‘It’s justice for Sammantha’ — cousins convicted of teenage girl’s murder

From reporter Nathan McIntire:

BURBANK – Emotions boiled over in a courtroom Tuesday as a jury found Monrovia cousins Nickelis and Rayshawn Blackwell guilty of gunning down 16-year-old Sammantha Salas in a hail of machine gun fire two years ago.
Several of the Blackwells’ relatives and friends let out wailing cries before storming out of the Burbank courtroom as a clerk announced guilty verdicts on eight counts against the two, including first-degree murder and attempted murder.
“A murder case where a 16-year-old is killed is up there with one of the most heinous crimes you can have,” Deputy District Attorney Joe Porras said after the verdicts. “To get justice in a case like this is satisfying to the victims, to the victims’ families and the community.”
The Blackwells each now face five terms of life in prison. They are scheduled to be sentenced Aug. 24, Porras said.
Salas’ mother, Jeanette Chavez, said the verdicts were “beyond relief.”
“The bottom line — it’s justice for Sammantha,” Chavez said. “I know she’s proud of us, because we worked really hard. Seeing these guys off the street so they won’t harm another family — that was the bottom line.”
The cousins stared straight ahead as the verdicts were read. But Nickelis Blackwell unleashed a tirade of expletives as deputies led him away in handcuffs.

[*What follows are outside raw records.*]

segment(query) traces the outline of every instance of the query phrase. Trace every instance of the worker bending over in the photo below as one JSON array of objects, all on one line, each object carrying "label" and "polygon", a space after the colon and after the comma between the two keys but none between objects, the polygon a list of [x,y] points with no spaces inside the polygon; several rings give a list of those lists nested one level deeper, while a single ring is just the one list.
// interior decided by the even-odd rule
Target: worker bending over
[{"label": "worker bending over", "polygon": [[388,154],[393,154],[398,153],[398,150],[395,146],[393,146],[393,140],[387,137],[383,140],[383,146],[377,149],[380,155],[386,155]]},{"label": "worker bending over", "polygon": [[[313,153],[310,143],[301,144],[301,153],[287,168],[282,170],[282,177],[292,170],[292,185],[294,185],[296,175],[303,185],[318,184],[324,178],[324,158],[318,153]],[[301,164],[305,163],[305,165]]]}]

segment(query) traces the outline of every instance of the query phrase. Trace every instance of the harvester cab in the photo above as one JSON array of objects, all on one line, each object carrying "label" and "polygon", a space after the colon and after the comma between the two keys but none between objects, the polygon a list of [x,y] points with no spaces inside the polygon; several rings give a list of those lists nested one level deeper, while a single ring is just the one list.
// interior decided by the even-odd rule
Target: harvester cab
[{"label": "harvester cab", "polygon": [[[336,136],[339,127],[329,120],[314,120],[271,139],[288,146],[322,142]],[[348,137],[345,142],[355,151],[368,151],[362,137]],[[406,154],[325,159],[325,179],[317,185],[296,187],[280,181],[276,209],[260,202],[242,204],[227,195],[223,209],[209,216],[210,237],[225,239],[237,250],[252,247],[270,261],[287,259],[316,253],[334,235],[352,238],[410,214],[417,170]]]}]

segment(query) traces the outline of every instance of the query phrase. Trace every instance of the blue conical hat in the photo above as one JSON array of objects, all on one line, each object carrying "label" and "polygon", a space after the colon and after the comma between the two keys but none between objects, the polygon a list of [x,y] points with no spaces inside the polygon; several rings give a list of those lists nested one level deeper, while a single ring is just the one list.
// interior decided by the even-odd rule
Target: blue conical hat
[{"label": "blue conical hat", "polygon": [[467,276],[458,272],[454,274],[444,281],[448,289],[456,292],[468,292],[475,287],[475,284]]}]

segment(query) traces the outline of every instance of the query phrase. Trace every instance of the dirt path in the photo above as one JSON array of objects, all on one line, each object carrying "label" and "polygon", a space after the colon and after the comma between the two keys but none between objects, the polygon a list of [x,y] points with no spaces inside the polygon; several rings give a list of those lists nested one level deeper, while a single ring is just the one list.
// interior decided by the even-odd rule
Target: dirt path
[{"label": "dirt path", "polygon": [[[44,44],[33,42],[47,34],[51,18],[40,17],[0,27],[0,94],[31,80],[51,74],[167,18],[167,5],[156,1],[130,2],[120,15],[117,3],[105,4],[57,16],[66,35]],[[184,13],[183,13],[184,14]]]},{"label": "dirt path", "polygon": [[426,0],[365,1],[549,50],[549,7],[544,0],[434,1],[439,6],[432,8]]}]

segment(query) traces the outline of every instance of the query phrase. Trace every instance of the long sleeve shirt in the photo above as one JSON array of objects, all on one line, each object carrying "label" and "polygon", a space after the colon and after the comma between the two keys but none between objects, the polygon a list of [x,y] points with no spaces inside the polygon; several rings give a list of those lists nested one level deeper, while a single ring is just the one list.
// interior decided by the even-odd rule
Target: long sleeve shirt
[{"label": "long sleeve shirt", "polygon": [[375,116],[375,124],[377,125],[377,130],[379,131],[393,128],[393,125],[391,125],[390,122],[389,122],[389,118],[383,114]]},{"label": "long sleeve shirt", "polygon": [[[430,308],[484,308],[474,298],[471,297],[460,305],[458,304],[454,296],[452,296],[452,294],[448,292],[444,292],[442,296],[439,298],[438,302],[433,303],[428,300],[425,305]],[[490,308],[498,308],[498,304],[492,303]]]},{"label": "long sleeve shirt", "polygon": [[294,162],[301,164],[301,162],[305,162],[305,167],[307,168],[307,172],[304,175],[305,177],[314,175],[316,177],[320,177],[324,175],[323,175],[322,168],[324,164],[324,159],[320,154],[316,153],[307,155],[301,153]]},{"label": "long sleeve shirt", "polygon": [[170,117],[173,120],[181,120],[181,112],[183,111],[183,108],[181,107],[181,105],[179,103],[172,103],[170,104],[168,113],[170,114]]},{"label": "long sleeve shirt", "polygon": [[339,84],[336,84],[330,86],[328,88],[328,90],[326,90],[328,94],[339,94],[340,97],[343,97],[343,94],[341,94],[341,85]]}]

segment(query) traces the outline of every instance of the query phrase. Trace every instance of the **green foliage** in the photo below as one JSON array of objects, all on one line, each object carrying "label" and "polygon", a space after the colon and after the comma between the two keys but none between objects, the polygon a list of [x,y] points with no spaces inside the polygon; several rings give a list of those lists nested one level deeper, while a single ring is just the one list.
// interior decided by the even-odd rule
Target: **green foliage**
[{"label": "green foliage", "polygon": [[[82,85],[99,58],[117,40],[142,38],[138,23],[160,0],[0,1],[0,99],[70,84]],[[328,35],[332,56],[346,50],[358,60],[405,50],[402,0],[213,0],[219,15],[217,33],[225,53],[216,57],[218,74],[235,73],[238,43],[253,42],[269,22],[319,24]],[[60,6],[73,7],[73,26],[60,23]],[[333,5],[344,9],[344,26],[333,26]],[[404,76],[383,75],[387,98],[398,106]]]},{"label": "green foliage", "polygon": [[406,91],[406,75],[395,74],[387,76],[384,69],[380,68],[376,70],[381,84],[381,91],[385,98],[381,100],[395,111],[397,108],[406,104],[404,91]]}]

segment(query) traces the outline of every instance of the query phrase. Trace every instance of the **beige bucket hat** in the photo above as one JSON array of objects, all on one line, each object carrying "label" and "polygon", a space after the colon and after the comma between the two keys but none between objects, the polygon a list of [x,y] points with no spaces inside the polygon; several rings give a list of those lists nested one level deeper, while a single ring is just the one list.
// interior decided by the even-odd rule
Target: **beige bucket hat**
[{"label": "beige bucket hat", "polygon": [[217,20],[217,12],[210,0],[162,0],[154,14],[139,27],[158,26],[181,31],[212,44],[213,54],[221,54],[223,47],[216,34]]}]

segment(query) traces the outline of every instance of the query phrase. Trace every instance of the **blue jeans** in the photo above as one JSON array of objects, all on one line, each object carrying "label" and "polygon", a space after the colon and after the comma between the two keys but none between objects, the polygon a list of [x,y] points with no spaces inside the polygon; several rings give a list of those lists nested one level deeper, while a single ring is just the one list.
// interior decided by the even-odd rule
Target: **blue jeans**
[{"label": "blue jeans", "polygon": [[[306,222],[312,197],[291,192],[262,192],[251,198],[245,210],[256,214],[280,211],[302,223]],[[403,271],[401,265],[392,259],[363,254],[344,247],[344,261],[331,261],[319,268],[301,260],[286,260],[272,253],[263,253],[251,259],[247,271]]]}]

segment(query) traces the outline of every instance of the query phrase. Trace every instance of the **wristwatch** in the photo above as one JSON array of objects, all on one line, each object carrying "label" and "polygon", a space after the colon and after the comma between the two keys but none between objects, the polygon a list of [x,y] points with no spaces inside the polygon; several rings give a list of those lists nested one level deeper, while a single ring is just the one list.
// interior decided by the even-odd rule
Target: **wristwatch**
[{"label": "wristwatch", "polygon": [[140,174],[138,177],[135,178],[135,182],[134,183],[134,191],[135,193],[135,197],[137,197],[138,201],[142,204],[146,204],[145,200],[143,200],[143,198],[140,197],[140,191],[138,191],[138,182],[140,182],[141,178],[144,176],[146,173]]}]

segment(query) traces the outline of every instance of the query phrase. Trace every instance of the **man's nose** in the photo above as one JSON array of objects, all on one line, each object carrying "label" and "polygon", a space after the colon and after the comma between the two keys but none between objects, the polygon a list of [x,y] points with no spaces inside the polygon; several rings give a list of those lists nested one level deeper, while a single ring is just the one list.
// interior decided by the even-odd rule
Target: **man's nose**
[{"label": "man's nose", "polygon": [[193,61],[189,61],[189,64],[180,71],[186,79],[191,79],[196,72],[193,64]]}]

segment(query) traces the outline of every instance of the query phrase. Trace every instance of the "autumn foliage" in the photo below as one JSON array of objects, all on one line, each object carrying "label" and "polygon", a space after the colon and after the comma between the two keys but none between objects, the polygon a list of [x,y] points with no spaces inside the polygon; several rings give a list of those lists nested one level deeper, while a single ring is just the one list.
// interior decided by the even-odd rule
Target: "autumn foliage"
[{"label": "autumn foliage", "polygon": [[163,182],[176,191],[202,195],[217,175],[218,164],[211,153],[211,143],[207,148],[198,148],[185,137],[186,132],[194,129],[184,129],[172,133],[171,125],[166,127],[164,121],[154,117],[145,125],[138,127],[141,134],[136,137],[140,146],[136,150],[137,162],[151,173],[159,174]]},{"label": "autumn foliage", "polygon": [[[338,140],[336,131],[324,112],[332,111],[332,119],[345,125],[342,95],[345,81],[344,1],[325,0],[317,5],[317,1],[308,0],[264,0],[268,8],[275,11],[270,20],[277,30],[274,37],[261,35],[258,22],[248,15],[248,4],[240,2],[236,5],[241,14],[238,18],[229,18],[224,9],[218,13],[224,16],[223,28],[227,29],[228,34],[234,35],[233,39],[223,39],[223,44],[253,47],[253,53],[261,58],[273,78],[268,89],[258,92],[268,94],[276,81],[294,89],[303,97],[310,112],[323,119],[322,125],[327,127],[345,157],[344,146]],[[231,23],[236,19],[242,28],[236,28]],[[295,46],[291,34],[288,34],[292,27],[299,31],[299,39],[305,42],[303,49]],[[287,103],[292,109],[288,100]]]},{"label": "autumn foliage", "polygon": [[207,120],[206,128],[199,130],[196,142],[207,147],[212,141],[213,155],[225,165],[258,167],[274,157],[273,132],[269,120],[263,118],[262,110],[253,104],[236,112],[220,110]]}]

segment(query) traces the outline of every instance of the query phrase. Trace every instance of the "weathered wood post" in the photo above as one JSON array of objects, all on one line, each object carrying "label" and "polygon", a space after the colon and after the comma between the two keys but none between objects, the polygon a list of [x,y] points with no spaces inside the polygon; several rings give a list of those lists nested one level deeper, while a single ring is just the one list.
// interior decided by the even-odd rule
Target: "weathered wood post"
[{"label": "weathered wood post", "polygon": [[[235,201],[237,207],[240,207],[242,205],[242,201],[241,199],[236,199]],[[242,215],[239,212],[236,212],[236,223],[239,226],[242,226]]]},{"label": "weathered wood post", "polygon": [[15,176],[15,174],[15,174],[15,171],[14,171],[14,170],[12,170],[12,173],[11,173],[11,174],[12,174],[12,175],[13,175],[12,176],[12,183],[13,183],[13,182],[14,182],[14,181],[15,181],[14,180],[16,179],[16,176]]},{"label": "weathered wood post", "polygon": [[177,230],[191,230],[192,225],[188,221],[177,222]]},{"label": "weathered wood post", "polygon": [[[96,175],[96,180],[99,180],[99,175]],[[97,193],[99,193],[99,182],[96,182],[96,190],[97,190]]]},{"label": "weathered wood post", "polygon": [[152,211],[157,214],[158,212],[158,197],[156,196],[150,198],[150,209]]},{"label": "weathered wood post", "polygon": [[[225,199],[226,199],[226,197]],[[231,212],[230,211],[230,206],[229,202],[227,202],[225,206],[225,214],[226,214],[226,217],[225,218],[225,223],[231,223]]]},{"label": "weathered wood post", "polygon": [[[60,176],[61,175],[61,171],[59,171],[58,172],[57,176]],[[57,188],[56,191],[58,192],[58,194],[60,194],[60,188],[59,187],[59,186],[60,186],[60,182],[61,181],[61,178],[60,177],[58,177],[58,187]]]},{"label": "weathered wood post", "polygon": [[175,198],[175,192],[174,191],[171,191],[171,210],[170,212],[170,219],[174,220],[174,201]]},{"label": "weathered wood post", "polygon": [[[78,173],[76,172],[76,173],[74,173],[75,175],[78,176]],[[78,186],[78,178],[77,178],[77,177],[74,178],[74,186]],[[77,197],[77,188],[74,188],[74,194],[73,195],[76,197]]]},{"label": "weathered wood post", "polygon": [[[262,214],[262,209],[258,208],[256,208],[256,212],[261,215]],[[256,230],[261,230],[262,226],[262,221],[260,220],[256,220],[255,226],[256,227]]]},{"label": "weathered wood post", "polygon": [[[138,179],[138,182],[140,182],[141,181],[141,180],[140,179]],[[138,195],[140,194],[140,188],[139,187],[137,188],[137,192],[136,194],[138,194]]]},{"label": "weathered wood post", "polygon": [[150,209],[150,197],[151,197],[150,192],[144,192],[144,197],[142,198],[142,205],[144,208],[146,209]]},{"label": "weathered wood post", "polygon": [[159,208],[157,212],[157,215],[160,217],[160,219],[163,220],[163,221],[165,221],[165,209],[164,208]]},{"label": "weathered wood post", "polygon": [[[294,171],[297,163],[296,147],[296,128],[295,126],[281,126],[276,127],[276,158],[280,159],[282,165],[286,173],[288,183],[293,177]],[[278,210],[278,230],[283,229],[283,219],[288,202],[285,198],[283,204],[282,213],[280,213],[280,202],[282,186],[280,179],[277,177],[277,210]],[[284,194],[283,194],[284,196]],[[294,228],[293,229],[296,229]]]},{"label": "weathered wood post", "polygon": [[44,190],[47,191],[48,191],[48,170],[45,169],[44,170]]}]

Rayshawn Blackwell looked back into the audience, smiled and said, “It’s all right. We’ll be back.”
Nickelis’ attorney, Thomas White, said his client was upset at the prospect of spending the rest of his life in prison.
“They’re looking at several hundred years, and no one on this earth will be alive to see them get out of custody,” said Geoffrey Pope, Rayshawn Blackwell’s attorney.
Salas was gunned down as she walked with two friends in the 2500 block of Peck Road in an unincorporated county area near Monrovia on Jan. 26, 2008. One of her friends, a teenage girl, was severely wounded but recovered. A second friend ran away and escaped injury.
Detectives said the teens were caught up in a string of retaliatory gang shootings in Monrovia, Duarte and unincorporated Los Angeles County in late 2007 and early 2008 that left four people dead and several others wounded.
Salas and the wounded teen were not involved in gangs, detectives said.
Prosecutors told jurors the Blackwells were distraught the night of the shooting, after attending the funeral of their uncle. Sanders Rollins, 64, was gunned down 12 days earlier by members of Monrovia Nuevo Varrio, a Latino gang.
The Blackwells are members of the primarily black Duroc Crips, Porras told jurors during the trial.
Jurors also convicted the Blackwells of attempted murder for a Jan. 14, 2008, shooting that targeted the father of a man now charged in Rollins’ murder.
The Rollins case has yet to go to trial.